Before the play begins, Daisy Blower’s artfully designed room, scattered with carefully selected props and evocative seventies music do more than simply set the scene; the details cleverly hint at the poet’s past and paint a picture of the seemingly carefree, bohemian life she leads. The lighting (Jamie Platt), subtly used throughout the play to intensify but not intrude, adds a warm, comfortable glow.
Out of this evolves the agony of being misunderstood and fear of losing everything, with a brilliant performance by Geraldine Somerville as Bev, whose emotions sway from disbelief to anger, frustration and resignation, deepened by the guilty grief over her dying father. Her command of the stage is exemplary and brings an added intensity to an already complex terrain. Ulrika Krishnamurti (Tamsin) portrays Bev’s PA who has the difficult job of persuading her to apologise as well as managing her erratic behaviour. However, her youth and the strength of her personality show as nervous earnestness which consequently depicts a detached working relationship, lacking plausible closeness, rather than a strong, familiar bond built up over the years. David, played by Matt Mella, the journalist prepared to help with the recovery of Bev’s reputation, surprises us with his twists of character and a moving account of painful memories. Nathaniel Wade is excellent as Michael, establishing an identity from the moment he appears, and building a rapport with the poet from very little interaction.

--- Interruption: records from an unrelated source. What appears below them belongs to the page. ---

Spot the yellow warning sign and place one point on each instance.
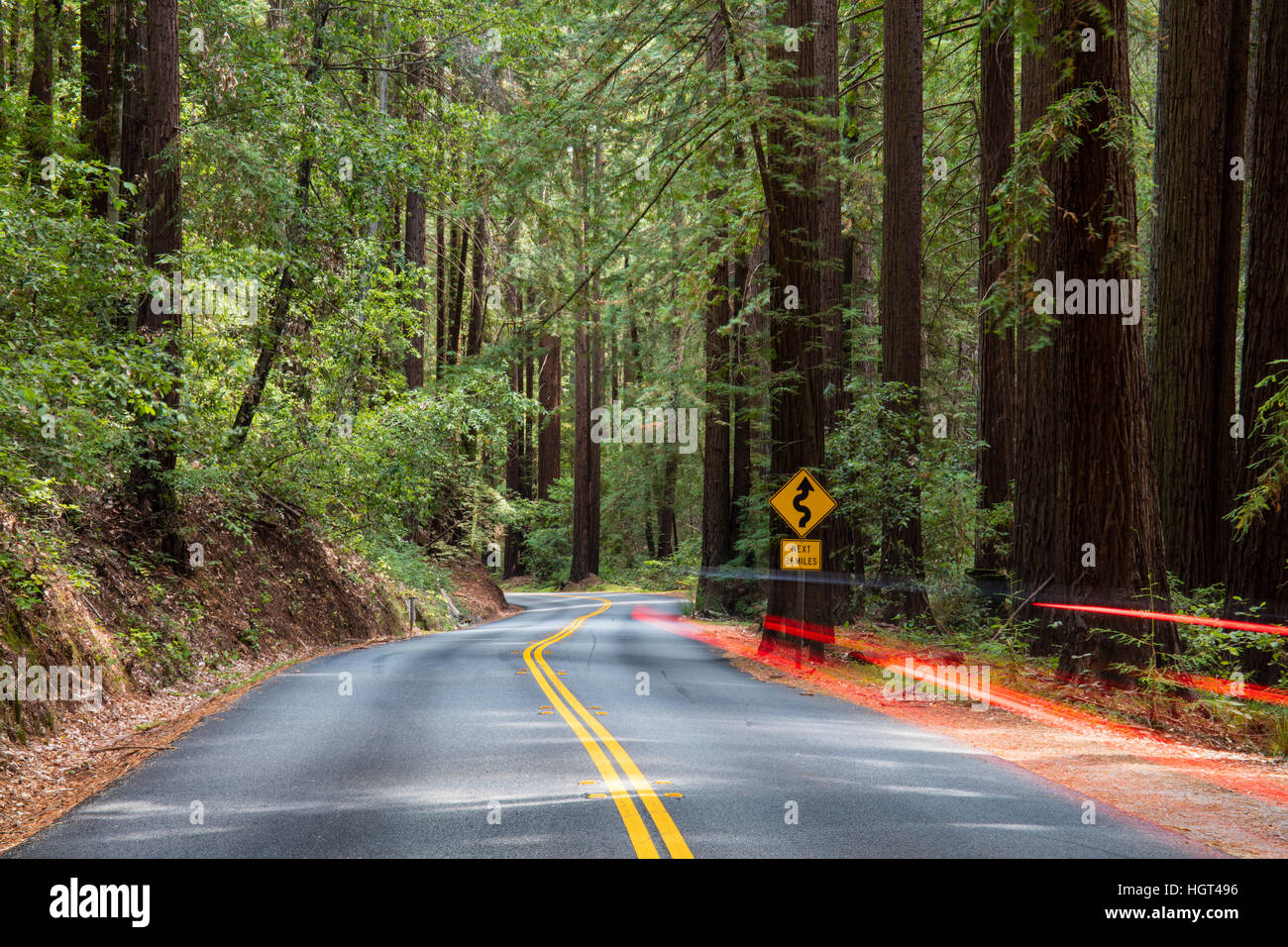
(800, 554)
(803, 502)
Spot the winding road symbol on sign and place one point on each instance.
(803, 502)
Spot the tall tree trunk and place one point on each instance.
(40, 91)
(439, 299)
(840, 554)
(1086, 496)
(996, 455)
(413, 364)
(279, 309)
(162, 243)
(463, 261)
(98, 34)
(1202, 101)
(585, 536)
(478, 291)
(549, 395)
(799, 206)
(14, 44)
(666, 527)
(901, 300)
(515, 455)
(1257, 562)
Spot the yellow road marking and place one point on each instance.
(668, 828)
(635, 827)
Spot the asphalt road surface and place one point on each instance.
(574, 731)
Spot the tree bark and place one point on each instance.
(549, 394)
(413, 364)
(163, 244)
(478, 291)
(40, 91)
(439, 299)
(996, 393)
(1085, 479)
(1257, 562)
(279, 308)
(98, 35)
(1202, 99)
(901, 300)
(454, 330)
(803, 240)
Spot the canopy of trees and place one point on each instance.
(587, 282)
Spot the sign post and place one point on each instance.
(803, 504)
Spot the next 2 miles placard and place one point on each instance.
(800, 554)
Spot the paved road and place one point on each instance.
(442, 749)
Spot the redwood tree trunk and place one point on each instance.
(413, 363)
(454, 330)
(1202, 99)
(162, 243)
(40, 90)
(439, 299)
(1085, 478)
(98, 34)
(901, 299)
(799, 210)
(549, 395)
(1257, 562)
(996, 457)
(478, 299)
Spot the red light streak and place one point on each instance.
(1168, 616)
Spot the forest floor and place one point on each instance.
(1073, 735)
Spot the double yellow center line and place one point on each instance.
(618, 788)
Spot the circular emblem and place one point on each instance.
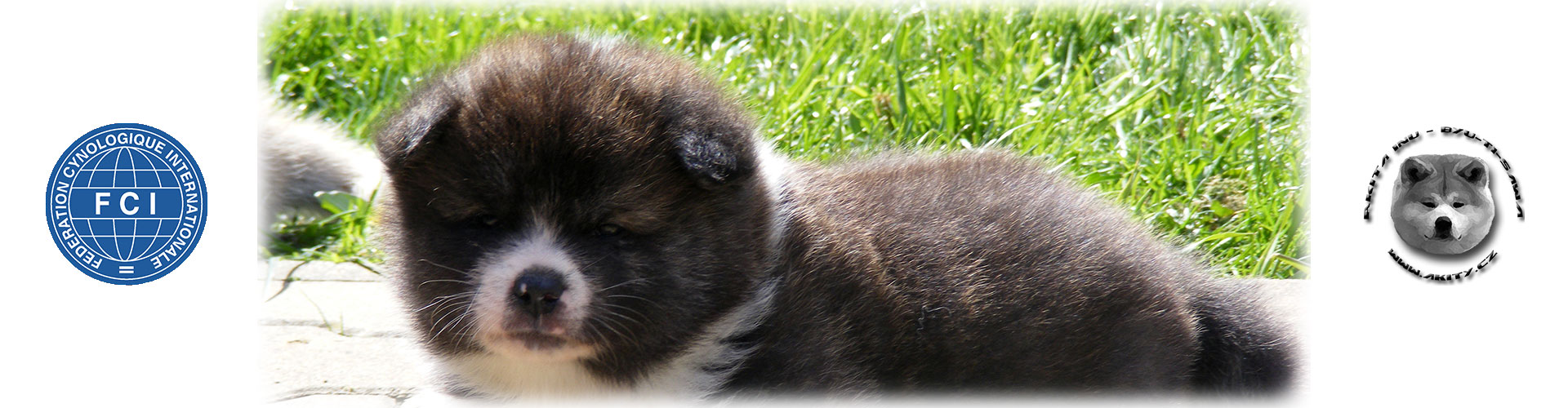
(1443, 204)
(126, 203)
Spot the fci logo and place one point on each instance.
(126, 203)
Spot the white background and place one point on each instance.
(1379, 73)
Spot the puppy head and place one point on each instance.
(1443, 203)
(564, 200)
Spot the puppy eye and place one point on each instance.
(608, 229)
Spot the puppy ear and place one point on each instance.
(1414, 170)
(714, 157)
(1472, 171)
(421, 122)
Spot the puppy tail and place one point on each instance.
(1242, 347)
(303, 156)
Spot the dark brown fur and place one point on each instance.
(976, 270)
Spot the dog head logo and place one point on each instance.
(1443, 203)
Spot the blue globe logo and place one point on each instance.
(127, 239)
(126, 203)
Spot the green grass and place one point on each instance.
(1192, 117)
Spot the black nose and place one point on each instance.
(1443, 226)
(538, 290)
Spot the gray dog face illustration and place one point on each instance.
(1443, 203)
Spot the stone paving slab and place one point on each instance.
(339, 402)
(281, 268)
(353, 308)
(308, 361)
(334, 335)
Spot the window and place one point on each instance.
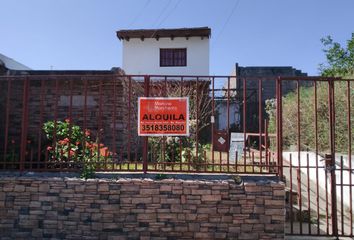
(173, 57)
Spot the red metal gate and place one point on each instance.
(315, 126)
(98, 112)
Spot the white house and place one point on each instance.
(183, 51)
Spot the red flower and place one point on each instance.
(71, 153)
(104, 151)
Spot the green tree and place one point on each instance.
(340, 60)
(339, 63)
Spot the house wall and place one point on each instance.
(143, 57)
(62, 207)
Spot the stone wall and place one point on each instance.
(140, 208)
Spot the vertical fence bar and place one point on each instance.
(129, 115)
(197, 124)
(279, 122)
(114, 81)
(244, 124)
(291, 194)
(308, 193)
(41, 112)
(70, 115)
(350, 157)
(341, 194)
(316, 152)
(228, 122)
(332, 164)
(7, 114)
(146, 139)
(213, 123)
(24, 125)
(260, 122)
(299, 152)
(266, 144)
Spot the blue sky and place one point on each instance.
(80, 34)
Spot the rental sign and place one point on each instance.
(159, 116)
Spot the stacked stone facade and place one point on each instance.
(126, 208)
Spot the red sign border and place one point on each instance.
(164, 134)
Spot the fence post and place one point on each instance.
(279, 130)
(331, 157)
(146, 139)
(24, 123)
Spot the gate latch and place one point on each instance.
(329, 167)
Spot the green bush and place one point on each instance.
(70, 145)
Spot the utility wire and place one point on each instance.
(169, 13)
(227, 20)
(139, 13)
(162, 12)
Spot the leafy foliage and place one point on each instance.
(340, 63)
(340, 60)
(72, 146)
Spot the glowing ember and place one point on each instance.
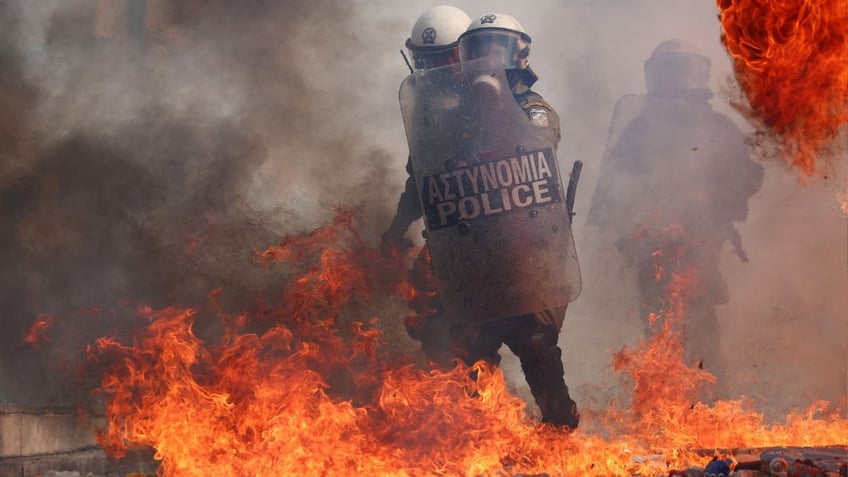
(311, 395)
(791, 59)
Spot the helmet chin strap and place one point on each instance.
(527, 77)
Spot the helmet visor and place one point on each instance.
(429, 58)
(502, 46)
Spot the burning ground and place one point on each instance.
(153, 161)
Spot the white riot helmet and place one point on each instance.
(496, 35)
(433, 41)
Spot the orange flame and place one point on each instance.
(313, 395)
(791, 59)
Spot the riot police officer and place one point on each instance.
(432, 44)
(532, 337)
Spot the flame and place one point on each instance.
(791, 59)
(315, 394)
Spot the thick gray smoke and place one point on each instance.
(152, 144)
(151, 147)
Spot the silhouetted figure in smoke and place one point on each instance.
(675, 177)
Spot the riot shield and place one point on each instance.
(491, 193)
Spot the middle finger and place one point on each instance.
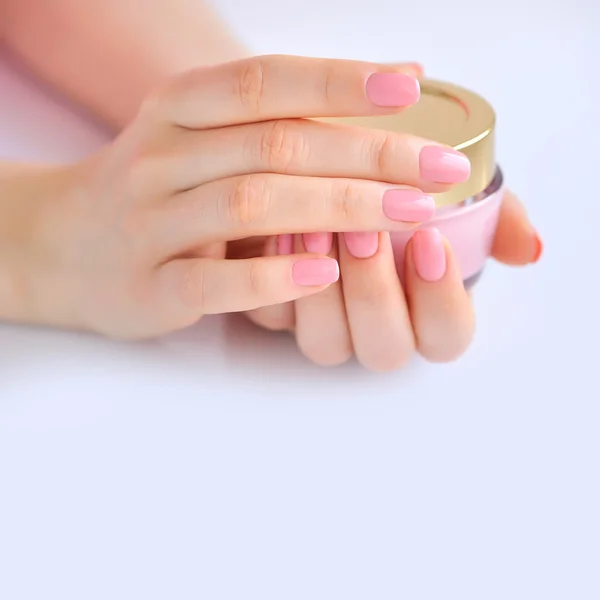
(310, 148)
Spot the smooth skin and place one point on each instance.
(186, 212)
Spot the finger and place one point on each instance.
(273, 87)
(208, 286)
(304, 147)
(322, 332)
(516, 241)
(380, 325)
(441, 311)
(278, 317)
(268, 204)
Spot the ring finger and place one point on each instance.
(322, 331)
(380, 325)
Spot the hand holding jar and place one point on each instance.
(408, 291)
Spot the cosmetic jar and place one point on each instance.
(467, 215)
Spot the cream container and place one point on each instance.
(467, 215)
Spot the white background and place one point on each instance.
(217, 463)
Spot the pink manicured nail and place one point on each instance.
(319, 243)
(443, 165)
(315, 271)
(408, 205)
(393, 89)
(284, 244)
(362, 244)
(429, 254)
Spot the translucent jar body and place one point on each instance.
(469, 227)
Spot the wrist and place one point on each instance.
(35, 219)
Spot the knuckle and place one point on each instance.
(249, 83)
(451, 347)
(256, 280)
(249, 201)
(272, 318)
(389, 359)
(346, 201)
(327, 85)
(326, 355)
(381, 153)
(192, 286)
(283, 146)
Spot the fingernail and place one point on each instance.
(319, 243)
(443, 165)
(429, 254)
(539, 248)
(393, 89)
(408, 205)
(315, 271)
(362, 244)
(284, 244)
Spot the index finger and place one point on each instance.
(274, 87)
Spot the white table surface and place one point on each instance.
(217, 463)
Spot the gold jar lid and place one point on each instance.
(450, 115)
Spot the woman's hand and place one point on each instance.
(367, 312)
(134, 245)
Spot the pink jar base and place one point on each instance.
(469, 228)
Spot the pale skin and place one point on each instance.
(190, 210)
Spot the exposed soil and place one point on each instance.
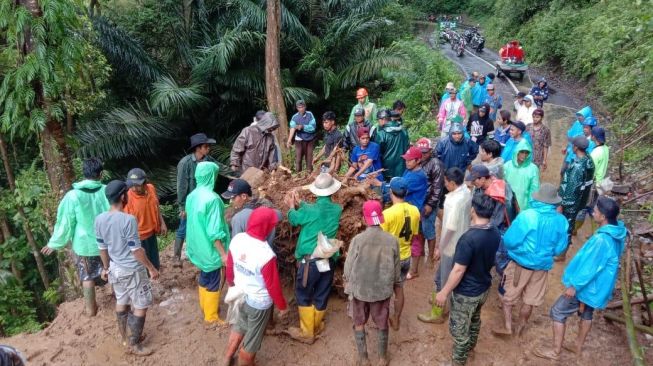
(175, 328)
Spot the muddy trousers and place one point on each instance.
(304, 151)
(465, 324)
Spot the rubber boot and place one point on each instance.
(306, 331)
(122, 317)
(90, 306)
(211, 307)
(136, 324)
(176, 260)
(383, 347)
(232, 346)
(361, 346)
(319, 320)
(245, 358)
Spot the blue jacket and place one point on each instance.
(456, 154)
(593, 270)
(418, 184)
(536, 236)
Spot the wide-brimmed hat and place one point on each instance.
(548, 193)
(324, 185)
(199, 139)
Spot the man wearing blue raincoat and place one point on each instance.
(589, 278)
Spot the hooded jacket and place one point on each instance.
(76, 218)
(576, 184)
(536, 236)
(543, 92)
(369, 107)
(255, 146)
(456, 154)
(593, 270)
(524, 178)
(393, 141)
(205, 220)
(576, 130)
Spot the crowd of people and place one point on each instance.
(479, 179)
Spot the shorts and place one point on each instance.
(565, 307)
(530, 287)
(380, 310)
(427, 225)
(132, 287)
(405, 267)
(89, 268)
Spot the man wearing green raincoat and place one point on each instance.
(76, 223)
(522, 174)
(392, 137)
(207, 238)
(363, 102)
(575, 187)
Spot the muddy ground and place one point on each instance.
(174, 325)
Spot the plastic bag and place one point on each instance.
(234, 298)
(326, 247)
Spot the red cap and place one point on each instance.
(373, 212)
(412, 153)
(424, 144)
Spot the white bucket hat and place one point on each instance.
(324, 185)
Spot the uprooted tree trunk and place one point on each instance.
(273, 87)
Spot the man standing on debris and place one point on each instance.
(302, 128)
(534, 238)
(252, 266)
(589, 278)
(255, 146)
(200, 146)
(314, 275)
(455, 222)
(143, 204)
(393, 140)
(522, 175)
(372, 271)
(470, 279)
(364, 103)
(402, 222)
(126, 266)
(575, 187)
(208, 240)
(75, 217)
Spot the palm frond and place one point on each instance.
(167, 97)
(124, 132)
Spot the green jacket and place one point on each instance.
(394, 142)
(186, 176)
(524, 178)
(205, 220)
(323, 215)
(76, 218)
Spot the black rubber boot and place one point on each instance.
(383, 347)
(122, 317)
(361, 345)
(136, 324)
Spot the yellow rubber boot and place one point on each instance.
(211, 307)
(306, 331)
(319, 320)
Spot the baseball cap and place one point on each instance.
(424, 144)
(478, 171)
(373, 213)
(115, 189)
(135, 177)
(236, 187)
(412, 153)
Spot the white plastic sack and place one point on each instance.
(326, 247)
(234, 298)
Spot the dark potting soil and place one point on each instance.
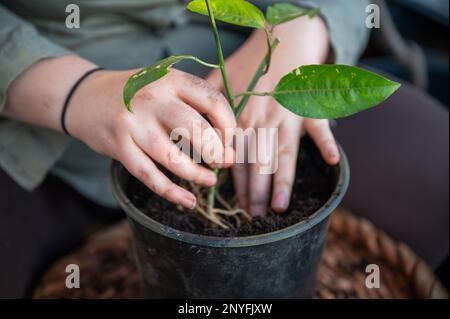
(313, 187)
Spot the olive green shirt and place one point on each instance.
(116, 34)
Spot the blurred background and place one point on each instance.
(413, 44)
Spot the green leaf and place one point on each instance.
(153, 73)
(332, 91)
(238, 12)
(284, 12)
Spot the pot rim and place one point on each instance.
(220, 242)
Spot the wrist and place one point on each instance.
(95, 104)
(37, 95)
(306, 39)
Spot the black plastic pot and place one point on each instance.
(281, 264)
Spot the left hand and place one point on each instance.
(303, 41)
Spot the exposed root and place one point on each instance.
(216, 215)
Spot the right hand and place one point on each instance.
(97, 116)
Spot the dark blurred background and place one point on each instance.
(413, 43)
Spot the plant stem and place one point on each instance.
(220, 55)
(259, 73)
(209, 65)
(212, 190)
(252, 93)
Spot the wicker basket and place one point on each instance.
(108, 270)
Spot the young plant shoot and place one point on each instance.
(311, 91)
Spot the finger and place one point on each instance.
(203, 97)
(320, 132)
(181, 119)
(157, 145)
(240, 182)
(259, 178)
(289, 137)
(240, 175)
(143, 168)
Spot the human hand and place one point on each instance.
(303, 41)
(98, 117)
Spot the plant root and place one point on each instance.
(217, 215)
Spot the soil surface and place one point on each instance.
(313, 186)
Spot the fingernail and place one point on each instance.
(281, 201)
(258, 211)
(333, 153)
(189, 202)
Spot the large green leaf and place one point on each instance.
(332, 91)
(151, 74)
(238, 12)
(283, 12)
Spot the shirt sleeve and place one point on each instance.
(346, 23)
(26, 152)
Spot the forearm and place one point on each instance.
(306, 40)
(38, 94)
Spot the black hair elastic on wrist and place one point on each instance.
(69, 97)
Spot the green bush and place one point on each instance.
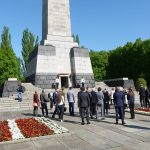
(139, 82)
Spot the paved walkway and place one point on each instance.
(99, 135)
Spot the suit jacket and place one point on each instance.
(119, 99)
(84, 100)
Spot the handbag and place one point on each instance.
(35, 104)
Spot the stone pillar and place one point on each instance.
(81, 67)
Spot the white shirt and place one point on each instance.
(82, 80)
(57, 80)
(62, 100)
(112, 94)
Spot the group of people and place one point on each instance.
(144, 97)
(91, 104)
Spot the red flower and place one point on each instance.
(5, 134)
(33, 128)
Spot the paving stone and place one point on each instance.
(47, 144)
(21, 146)
(3, 147)
(76, 143)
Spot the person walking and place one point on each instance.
(111, 96)
(57, 82)
(82, 81)
(50, 96)
(43, 103)
(106, 102)
(84, 104)
(35, 103)
(71, 101)
(100, 104)
(61, 101)
(55, 101)
(20, 91)
(93, 102)
(147, 95)
(142, 96)
(119, 98)
(131, 100)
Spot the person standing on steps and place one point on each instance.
(35, 103)
(55, 101)
(43, 103)
(57, 82)
(131, 100)
(71, 101)
(111, 96)
(20, 91)
(93, 102)
(119, 98)
(84, 104)
(100, 104)
(82, 81)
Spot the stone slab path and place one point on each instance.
(99, 135)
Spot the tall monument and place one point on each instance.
(58, 56)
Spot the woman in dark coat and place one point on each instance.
(35, 103)
(106, 102)
(131, 100)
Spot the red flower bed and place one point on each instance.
(143, 109)
(32, 128)
(5, 134)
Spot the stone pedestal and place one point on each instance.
(57, 55)
(9, 88)
(81, 67)
(123, 82)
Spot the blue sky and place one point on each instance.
(100, 24)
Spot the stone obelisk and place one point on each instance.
(58, 56)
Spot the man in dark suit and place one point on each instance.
(119, 98)
(84, 104)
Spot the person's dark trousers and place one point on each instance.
(106, 111)
(71, 109)
(57, 84)
(93, 109)
(44, 106)
(55, 111)
(35, 111)
(119, 109)
(131, 106)
(84, 111)
(146, 102)
(142, 101)
(82, 84)
(61, 111)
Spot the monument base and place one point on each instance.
(123, 82)
(46, 63)
(9, 88)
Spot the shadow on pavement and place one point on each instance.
(73, 122)
(137, 127)
(145, 120)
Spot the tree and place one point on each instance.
(73, 36)
(8, 59)
(28, 45)
(77, 39)
(140, 81)
(99, 62)
(21, 69)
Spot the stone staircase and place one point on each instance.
(11, 104)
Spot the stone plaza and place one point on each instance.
(58, 56)
(99, 135)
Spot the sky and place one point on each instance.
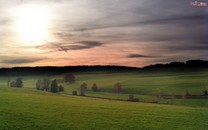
(101, 32)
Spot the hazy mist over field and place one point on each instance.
(101, 32)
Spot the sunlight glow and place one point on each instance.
(32, 24)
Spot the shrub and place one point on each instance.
(69, 78)
(38, 84)
(17, 83)
(94, 87)
(117, 87)
(13, 84)
(132, 99)
(205, 93)
(54, 86)
(61, 88)
(74, 92)
(43, 84)
(83, 88)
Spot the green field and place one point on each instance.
(28, 108)
(145, 86)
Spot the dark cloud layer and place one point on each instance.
(140, 56)
(16, 61)
(71, 46)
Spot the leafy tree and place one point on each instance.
(19, 83)
(13, 84)
(83, 88)
(43, 84)
(118, 87)
(69, 78)
(74, 92)
(38, 84)
(54, 86)
(205, 93)
(61, 88)
(94, 87)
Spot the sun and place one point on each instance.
(32, 24)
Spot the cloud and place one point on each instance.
(15, 61)
(140, 56)
(190, 19)
(69, 46)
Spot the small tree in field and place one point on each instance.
(13, 84)
(54, 86)
(38, 84)
(74, 92)
(69, 78)
(43, 84)
(83, 88)
(117, 87)
(61, 88)
(19, 83)
(94, 87)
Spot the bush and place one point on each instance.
(83, 88)
(54, 86)
(94, 87)
(61, 88)
(74, 92)
(38, 84)
(132, 99)
(69, 78)
(118, 87)
(13, 84)
(17, 83)
(205, 93)
(43, 84)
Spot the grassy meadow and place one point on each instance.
(28, 108)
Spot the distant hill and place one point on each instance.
(55, 70)
(198, 64)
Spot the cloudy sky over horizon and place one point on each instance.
(101, 32)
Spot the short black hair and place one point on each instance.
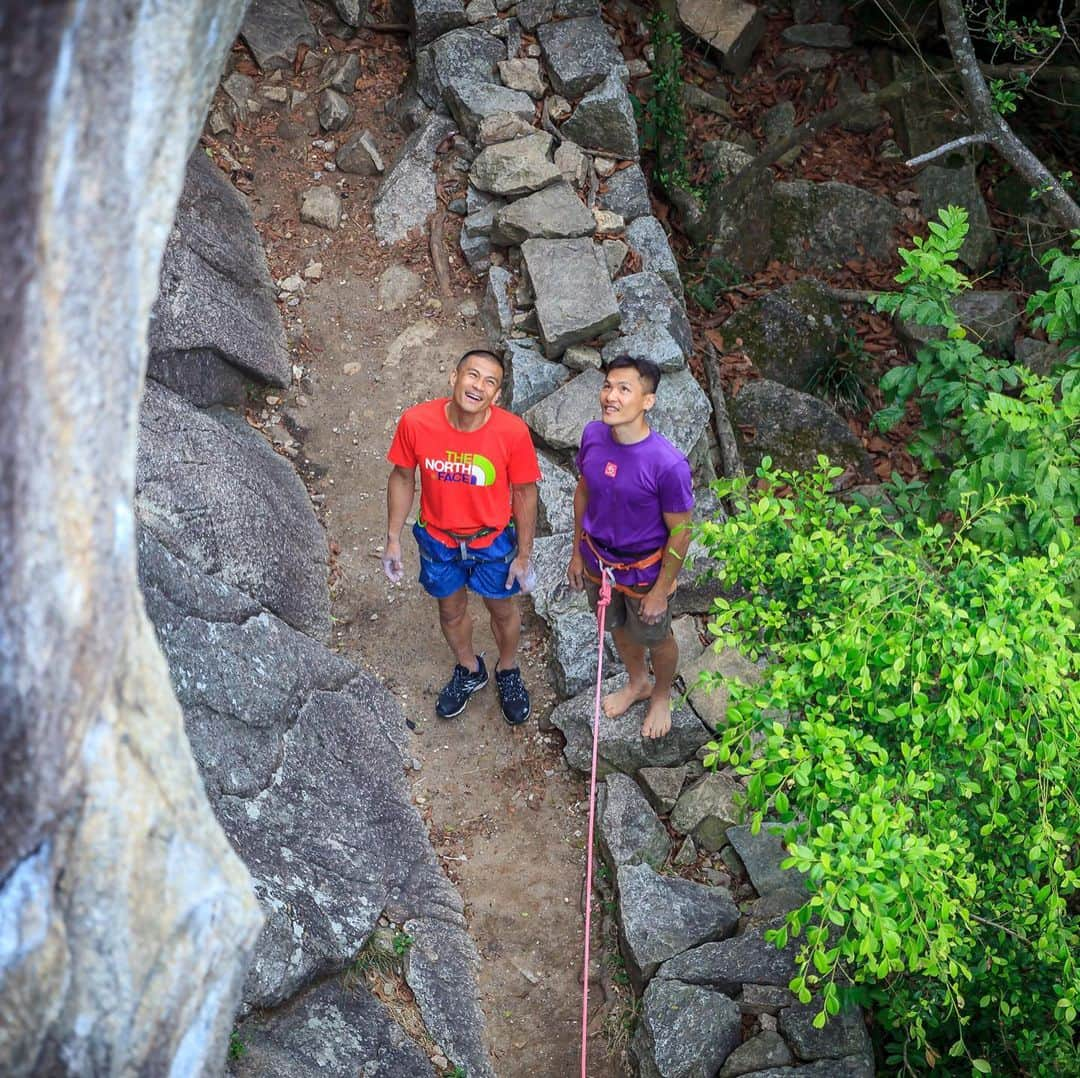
(648, 371)
(487, 353)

The script is an interesting comment on tiptoeing around political correctness by doing just that. With a pointedly politically-correct cast it lays down the various opinions as a debate with no conclusion, as opposed to a standpoint. Apart from a few unneeded jokes the drama works well as layers of complication thicken the argument. Director, Manuel Bau, concentrates on the trauma Bev is going through, leaving the changes of scene as subtle as possible and showing how one wrong step could turn her world about.
Thoughtful writing, a beautifully detailed set and some powerful performances make this a compelling production intellectually, aesthetically and emotionally.